So much for textbook. Today's IUI#1? Not so textbook. i am tired tonight, so I don't know how detailed or coherent this post will be. But, in a nutshell.
We (well, ahem, DH actually) was running late today for the deposit of his sample. I went with to "help." Well, it was nerve wracking for him and awkward and took a long time. But we got it done.
Fast forward two hours later, me with a full bladder and feet in stir rups. DH off to work. Doctor comes in and says the numbers are not good- only 3 million post wash (factoring out poor motility ones). They want to see 10 million or more. Ouch. I think only 26 million for concentration is i heard the doc correctly. Even Dh semen analysis was closer to 70 million. And the bottom fell out of my box of hope. .....
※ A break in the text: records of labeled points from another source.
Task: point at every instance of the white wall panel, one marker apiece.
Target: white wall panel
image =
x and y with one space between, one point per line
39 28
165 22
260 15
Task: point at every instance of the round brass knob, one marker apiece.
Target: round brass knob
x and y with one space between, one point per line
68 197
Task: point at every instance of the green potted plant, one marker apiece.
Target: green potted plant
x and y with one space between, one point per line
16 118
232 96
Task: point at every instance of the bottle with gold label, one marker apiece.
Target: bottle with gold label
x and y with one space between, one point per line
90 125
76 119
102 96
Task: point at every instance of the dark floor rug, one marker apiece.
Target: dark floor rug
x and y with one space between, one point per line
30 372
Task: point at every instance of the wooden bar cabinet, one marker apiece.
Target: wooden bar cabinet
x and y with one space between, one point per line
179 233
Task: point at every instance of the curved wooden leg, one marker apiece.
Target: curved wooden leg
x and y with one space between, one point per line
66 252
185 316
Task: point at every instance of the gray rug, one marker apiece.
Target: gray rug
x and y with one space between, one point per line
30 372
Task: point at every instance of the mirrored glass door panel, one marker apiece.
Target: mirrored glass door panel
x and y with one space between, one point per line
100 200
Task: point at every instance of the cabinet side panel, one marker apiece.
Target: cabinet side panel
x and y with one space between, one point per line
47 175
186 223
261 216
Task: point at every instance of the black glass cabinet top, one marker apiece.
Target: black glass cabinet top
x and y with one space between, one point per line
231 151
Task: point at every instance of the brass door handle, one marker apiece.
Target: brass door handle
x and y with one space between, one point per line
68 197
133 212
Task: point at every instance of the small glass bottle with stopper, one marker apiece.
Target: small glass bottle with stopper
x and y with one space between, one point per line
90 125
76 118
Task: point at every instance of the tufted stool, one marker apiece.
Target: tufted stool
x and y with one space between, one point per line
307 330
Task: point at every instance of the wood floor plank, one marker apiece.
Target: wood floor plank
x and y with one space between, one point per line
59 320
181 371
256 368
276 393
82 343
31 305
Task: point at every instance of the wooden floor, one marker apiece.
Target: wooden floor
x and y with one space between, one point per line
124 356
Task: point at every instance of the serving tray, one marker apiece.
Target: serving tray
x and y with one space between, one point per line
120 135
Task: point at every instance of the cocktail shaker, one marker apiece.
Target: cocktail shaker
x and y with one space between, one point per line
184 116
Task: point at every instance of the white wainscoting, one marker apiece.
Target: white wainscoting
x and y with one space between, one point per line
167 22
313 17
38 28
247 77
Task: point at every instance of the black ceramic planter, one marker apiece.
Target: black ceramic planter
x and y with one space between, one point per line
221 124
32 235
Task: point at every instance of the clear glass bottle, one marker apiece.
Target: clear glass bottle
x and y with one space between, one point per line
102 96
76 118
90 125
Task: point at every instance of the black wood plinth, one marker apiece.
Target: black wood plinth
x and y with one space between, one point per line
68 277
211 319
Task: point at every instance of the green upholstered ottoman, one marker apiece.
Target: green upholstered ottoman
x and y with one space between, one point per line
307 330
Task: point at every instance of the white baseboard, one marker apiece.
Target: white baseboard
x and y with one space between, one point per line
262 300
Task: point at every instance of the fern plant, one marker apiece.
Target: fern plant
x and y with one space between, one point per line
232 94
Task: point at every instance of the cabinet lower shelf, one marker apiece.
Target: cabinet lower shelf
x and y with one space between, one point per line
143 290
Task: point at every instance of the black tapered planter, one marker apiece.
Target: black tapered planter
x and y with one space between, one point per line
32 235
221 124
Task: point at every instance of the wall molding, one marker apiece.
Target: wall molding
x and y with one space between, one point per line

I wasn't expecting the actual insemination to be that big of a deal. I was a little worried about it hurting, but it didn't- not at all. But in the moment I was actually overcome with fear, dread, and a deep sense of feeling very alone on that table with my feet in the stir-ups surrounded by two techs and a doctor.
Maybe it was the reality that my ideas of what "making a baby" involved, will not be reality for us? Maybe i had to face the fact that when it all comes down to it, i really don't have control over any of this- no matter how textbook this cycle has been? As I laid back, feet in stir-ups i had to admit to myself that none of this is in my hands.
If i had written this post earlier today, I was feeling so low about the feel of the whole day that I really was considering being done on this road. i know that is short sighted, but come on- sometimes this all seems absurd. but then again, what are my options?
And so the swimmers are in, but only a tiny army. At least it has helped me lower my expectations for this cycle. time will tell.